Eriksson N E, Ahlstedt S
Int Arch Allergy Appl Immunol. 1977;54(1):88-95. doi: 10.1159/000231811.
An enzyme-linked immunosorbent assay (ELISA) employing allergen adsorbed onto the internal surface of a plastic tube, and alkaline phosphatase conjugated anti-IgE was used for the determination of specific IgE antibodies to various inhalant allergens in serum samples from 255 individuals with asthma and/or allergic rhinitis. A total of 541 analyses were carried out and the results were compared with those of provocation tests, skin tests and the RAST. It was found that negative ELISA values with high probability indicated nonallergy and very high ELISA values (class greater than or equal to 5) indicated allergy. However, the proportion of positive ELISA values which did not correspond to clinical allergy was high, as were the number of intermediate, inconclusive values (class 1-2). Although significant correlations between the ELISA values and provocation test, skin test or the RAST were obtained with some allergens, it was concluded that our version of the ELISA has not advantages over currently used methods for allergy diagnosis.

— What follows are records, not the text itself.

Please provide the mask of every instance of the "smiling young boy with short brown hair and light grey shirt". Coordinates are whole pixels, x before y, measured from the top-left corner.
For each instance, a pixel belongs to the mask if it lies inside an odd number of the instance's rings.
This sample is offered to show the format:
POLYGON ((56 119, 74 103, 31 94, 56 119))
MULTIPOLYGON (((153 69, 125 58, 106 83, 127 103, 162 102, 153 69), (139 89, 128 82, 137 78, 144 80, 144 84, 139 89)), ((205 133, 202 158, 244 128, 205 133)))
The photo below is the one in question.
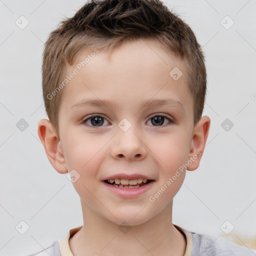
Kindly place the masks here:
POLYGON ((42 88, 38 135, 84 224, 35 255, 256 255, 172 224, 210 119, 200 45, 159 0, 87 2, 47 39, 42 88))

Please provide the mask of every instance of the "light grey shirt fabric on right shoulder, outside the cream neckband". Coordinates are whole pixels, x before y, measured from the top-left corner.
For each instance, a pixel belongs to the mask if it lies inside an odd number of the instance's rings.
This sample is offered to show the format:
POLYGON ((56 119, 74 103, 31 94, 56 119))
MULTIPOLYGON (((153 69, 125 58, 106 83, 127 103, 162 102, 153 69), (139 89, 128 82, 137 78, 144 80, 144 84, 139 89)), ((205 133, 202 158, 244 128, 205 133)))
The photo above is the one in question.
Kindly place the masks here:
POLYGON ((256 250, 230 242, 223 237, 192 233, 191 256, 253 256, 256 250))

采用将变应原吸附于塑料管内表面的酶联免疫吸附测定(ELISA)法,以及碱性磷酸酶偶联的抗IgE,来测定255例哮喘和/或变应性鼻炎患者血清样本中针对各种吸入性变应原的特异性IgE抗体。总共进行了541次分析,并将结果与激发试验、皮肤试验及放射性变应原吸附试验(RAST)的结果进行比较。发现ELISA值为阴性很可能表明无变应性,而ELISA值非常高(等级大于或等于5)则表明有变应性。然而,ELISA值为阳性但与临床变应性不相符的比例很高,中间的、不确定的值(1 - 2级)数量也很多。尽管ELISA值与某些变应原的激发试验、皮肤试验或RAST之间存在显著相关性,但得出的结论是,我们的ELISA版本在变应性诊断方面并不优于目前使用的方法。